Right now, I'm waiting on a dizzy from Ken for the 'Rolla, as my VR pickup went out.

I gotta get me a wide band one of these days.

Paul_VR6
Paul_VR6 Reader
9/11/09 1:42 p.m.

i would say that a wideband is a more useful tool then a spark plug socket.. would anyone here go without the latter?

FoundSoul
FoundSoul New Reader
9/11/09 2:01 p.m.
Dr. Hess wrote: Thanks. I guess I just need to mess with it some more. I took the pentop out of the Truck as everything else is pretty stable. I've put 25K miles on since MS'ing it. VE is good, WUE is OK, cranking is OK. It's just that first half second of running when it dies on me if I don't work the pedal and get the RPM's up. I'm not sure if I'm at the too little or "way too much" point, and that's why I was wondering what other people where using there. Right now, I'm waiting on a dizzy from Ken for the 'Rolla, as my VR pickup went out. I gotta get me a wide band one of these days.

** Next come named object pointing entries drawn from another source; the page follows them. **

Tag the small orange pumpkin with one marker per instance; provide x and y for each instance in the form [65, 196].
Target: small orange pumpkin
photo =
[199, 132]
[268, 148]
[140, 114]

If I could give you exact settings for your car I would but it's a bit different for every car, usually you can still learn something from looking at other well tuned maps though from the trends you see there.

One other item that can play a role is the idle valve, generally you want to have an idle valve open up a good bit during cranking and right after start giving you a higher than normal idle at first, and then close down to manage a normal idle speed maybe 5 seconds after start. You'll notice OEM vehicles do this, and MS will too. You need a PWM or Stepper idle valve to do it properly, you can do it with a on/off fidle valve to some extent too.